清水建設/温故創新の森NOVARE、歴史資料館と旧渋沢邸が4月運用開始

清水建設が昨年9月に開設したイノベーションと人財育成の拠点「温故創新の森 NOVARE(ノヴァーレ)」(東京都江東区)を構成する全5棟が完成を迎えた。新たに竣工した同社歴史資料館「ノヴァーレ・アーカイブス」と移築工事を終えた「旧渋沢邸」で4月から順次、社内研修や見学者を受け入れる。既存の情報発信・交流施設など3棟を含め施設群の一体運用を始める。
アーカイブスは“挑戦のシミズ”をコンセプトとする歴史資料の展示施設。初代清水喜助が1804年に神田鍛冶町で創業した時代から受け継いできた歴史資料や建築作品の模型などを展示する。今年は創業220年の節目の年。歴史や歩みだけでなく、社会の変化も織り交ぜた日本近代建設業の挑戦の歴史を学び、受け継ぐ場に活用する。施設規模はRC一部S造3階建て延べ3457平方メートル。
旧渋沢邸は2代目の清水喜助が設計・施工を手掛け、1878年に完成した木造建築を母屋とし、洋館などの増築を経て現在の姿に。深川福住町(現江東区永代)を起源に2度の移築後、1991年から青森県六戸町で保存されていた建物を同社が譲り受けた。部材一品ごとに解体・移送し保管した後、再移築した。規模は木造2階建て延べ1204平方メートル。1月に江東区指定有形文化財に指定された。
運用中の情報発信・交流施設「ハブ」と、研究施設「ラボ」、体験型研修施設「アカデミー」を含め全5棟の施設が完成した。
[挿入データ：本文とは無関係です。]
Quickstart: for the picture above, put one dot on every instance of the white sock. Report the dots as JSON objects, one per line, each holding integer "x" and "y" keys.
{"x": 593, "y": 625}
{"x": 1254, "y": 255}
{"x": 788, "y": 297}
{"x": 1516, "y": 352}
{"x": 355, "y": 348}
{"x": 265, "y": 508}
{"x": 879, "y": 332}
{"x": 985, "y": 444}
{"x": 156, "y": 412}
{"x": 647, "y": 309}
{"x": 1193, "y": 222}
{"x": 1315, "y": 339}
5日に行った報道関係者向けの内覧会で、井上和幸社長は「両施設はものづくりの原点に立ち返り『進取の精神』を育むノヴァーレで温故創新の基礎を担う施設だ。施設群が個別最適を求めつつ融合、補完し合いレジリエント、インクルーシブ、サステナブルな社会の実現を目指すとともに、100年先を見据えた社会の発展に貢献できる人財を育てたい」と話した。